Outcome Prediction of Comatose Patients after Cardiac Errest from EEG Using Random Forest and Expert Features

Kianoosh Kazemi, Tuija Leinonen, Katri Karhinoja, Ismail Elnaggar, Sepehr Seifi Zarei, Matti Kaisti, Antti Airola
University of Turku


Abstract

Background: Cardiac arrest is a major medical emergency. Even after successful resuscitation, patients can suffer from severe brain injury and become comatose. It would be important to identify patients who have a chance to recover consciousness. Monitoring electroencephalography (EEG) can be used to help predict prognosis, but the interpretation of the EEG requires expertise. This study aimed to train a machine learning model that predicts the prognosis of comatose patients after cardiac arrest.
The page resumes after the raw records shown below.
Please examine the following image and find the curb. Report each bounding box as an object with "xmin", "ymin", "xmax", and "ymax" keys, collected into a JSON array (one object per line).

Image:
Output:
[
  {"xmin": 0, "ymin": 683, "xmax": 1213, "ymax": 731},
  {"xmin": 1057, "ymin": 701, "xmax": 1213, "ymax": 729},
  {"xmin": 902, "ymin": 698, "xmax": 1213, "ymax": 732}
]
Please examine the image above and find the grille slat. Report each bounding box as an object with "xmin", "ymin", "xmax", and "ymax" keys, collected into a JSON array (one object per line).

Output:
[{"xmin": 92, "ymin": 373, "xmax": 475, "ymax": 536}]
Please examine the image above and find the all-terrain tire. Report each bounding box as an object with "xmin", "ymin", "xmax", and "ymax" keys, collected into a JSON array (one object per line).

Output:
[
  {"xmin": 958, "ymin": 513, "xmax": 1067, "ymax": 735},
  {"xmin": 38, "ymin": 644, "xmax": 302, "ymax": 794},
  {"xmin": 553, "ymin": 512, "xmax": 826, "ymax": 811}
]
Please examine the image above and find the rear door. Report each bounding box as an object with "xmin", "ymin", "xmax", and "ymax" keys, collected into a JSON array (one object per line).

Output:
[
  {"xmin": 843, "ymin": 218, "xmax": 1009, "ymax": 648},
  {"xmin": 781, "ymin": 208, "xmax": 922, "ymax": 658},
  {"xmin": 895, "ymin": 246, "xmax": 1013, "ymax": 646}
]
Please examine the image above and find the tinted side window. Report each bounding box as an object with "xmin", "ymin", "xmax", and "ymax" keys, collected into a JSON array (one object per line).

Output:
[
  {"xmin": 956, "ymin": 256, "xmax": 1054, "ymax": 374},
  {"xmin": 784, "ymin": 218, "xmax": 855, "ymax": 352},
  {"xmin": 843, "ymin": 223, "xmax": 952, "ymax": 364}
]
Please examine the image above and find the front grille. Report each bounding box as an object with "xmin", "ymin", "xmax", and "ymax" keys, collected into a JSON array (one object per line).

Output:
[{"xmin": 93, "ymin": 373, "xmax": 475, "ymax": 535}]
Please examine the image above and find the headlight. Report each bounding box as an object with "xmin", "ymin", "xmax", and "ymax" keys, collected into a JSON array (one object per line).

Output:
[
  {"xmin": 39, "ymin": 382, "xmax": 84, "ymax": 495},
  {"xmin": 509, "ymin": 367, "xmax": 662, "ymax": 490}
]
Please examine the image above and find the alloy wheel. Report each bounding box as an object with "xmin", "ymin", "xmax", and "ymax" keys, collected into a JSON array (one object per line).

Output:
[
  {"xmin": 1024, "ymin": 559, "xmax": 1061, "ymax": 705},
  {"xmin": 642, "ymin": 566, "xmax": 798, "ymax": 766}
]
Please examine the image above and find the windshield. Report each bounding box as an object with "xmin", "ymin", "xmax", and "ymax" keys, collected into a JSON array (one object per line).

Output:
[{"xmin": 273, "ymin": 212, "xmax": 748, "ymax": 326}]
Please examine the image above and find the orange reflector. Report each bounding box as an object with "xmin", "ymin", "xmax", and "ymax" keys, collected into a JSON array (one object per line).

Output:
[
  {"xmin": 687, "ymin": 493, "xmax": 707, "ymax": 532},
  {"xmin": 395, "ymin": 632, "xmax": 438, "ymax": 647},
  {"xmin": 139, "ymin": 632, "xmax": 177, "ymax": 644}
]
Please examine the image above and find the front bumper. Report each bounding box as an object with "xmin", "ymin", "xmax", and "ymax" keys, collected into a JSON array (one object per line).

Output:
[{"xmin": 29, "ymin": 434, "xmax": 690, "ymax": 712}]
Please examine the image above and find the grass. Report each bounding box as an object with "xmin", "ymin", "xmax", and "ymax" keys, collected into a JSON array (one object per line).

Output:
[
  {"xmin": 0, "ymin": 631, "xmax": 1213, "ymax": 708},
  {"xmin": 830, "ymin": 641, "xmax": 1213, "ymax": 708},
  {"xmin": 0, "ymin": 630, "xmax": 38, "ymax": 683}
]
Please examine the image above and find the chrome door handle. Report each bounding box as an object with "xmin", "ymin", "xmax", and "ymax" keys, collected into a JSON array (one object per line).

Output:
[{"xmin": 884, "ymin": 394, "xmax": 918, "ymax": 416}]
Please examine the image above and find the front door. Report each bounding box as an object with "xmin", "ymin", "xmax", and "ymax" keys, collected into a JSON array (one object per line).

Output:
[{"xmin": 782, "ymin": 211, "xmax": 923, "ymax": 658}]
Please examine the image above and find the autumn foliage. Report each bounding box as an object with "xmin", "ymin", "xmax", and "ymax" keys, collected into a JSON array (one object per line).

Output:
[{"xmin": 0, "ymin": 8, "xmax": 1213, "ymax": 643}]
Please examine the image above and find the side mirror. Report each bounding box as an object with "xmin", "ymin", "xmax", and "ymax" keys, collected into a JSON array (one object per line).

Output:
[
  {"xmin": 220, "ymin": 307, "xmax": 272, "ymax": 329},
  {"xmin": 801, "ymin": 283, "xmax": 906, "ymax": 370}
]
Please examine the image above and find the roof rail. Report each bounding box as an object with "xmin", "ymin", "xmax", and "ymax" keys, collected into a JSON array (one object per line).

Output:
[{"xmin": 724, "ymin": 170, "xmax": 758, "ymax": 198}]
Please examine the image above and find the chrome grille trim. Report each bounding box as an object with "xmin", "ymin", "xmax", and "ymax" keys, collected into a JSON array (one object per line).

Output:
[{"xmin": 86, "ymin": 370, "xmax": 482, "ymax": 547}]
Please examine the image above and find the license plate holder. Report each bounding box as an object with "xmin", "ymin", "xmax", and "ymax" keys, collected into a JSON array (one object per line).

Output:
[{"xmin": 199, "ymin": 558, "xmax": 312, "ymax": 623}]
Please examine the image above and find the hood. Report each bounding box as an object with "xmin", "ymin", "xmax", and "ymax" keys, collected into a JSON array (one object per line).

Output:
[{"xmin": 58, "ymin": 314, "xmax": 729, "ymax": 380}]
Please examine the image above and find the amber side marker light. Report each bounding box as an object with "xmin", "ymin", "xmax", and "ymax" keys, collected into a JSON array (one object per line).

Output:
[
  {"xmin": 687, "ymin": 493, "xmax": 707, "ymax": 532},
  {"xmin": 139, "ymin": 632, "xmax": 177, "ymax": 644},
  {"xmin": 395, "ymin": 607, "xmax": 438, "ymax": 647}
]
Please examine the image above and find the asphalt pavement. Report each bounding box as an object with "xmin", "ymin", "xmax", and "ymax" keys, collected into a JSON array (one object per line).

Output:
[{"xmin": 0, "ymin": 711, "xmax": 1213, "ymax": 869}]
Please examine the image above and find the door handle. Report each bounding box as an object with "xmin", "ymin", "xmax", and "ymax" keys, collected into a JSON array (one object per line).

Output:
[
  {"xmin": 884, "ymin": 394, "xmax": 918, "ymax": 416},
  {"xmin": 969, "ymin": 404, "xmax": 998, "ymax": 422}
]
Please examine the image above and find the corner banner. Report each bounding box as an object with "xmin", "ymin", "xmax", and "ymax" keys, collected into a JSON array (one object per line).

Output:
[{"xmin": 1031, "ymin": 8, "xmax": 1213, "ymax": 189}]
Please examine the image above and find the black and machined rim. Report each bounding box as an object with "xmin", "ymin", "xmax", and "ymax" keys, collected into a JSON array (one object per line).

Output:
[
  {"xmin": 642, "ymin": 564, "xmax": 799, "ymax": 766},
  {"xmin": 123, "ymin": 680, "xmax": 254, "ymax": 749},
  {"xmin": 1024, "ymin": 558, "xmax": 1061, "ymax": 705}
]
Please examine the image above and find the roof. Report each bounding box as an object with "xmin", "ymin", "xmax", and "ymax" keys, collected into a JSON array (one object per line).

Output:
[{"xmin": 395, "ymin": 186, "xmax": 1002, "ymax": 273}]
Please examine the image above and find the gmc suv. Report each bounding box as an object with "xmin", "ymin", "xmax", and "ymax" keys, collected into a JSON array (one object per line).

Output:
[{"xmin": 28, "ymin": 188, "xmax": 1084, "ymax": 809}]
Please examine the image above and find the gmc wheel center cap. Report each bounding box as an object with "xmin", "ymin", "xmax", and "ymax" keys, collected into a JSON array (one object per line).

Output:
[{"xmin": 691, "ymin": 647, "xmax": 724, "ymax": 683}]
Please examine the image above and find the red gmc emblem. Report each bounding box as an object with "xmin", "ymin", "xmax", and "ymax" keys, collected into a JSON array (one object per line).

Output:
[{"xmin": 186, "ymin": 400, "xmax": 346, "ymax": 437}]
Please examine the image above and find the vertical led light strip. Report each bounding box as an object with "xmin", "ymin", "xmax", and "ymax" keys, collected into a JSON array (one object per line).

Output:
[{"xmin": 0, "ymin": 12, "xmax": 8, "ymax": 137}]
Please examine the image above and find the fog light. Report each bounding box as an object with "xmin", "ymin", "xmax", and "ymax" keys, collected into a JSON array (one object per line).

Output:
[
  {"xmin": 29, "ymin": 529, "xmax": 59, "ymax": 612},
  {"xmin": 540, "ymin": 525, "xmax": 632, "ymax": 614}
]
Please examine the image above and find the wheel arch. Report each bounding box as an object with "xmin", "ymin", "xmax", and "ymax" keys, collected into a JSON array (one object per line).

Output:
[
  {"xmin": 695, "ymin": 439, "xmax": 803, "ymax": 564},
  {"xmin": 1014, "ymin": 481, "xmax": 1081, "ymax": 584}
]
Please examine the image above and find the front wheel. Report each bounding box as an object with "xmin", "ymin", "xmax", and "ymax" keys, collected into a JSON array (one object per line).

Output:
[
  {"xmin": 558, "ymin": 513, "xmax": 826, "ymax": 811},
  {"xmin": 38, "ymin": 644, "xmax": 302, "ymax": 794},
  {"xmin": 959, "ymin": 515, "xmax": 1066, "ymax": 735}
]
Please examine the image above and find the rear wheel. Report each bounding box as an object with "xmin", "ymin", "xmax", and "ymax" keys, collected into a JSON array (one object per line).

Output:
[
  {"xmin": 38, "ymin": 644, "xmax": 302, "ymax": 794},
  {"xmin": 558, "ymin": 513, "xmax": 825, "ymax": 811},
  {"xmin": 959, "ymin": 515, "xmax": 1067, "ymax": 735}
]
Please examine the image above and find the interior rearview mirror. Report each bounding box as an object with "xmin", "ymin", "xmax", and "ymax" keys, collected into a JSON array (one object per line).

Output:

Method: We used data from the International Cardiac Arrest REsearch consortium (I-CARE) database. It contains EEG signals from 1020 patients who have been resuscitated after cardiac arrest but remain comatose: Out of these 1020 patients, 607 were published as a training set, and 413 were kept as the hidden validation and test sets for the George B. Moody Physionet Challenge 2023. We calculated expert features from the EEG signals. The calculated features from frequency ranges (α, β, θ, δ waves, and slow wave activity) included demographics, spectral power, spectral entropy, power of the signal, auto correlation, and statistical features from the 18 EEG channels. We trained a Random Forest model which was evaluated using the provided challenge scoring metric.

Results: For predicting the outcome of patients, our group UTU_EEGenies submitted a model which received the following challenge scores of 0.09, 0.12, 0.37, and 0.58 for 12, 24, 48, and 72 hours, respectively. This resulted in the 21st place on the challenge leader board.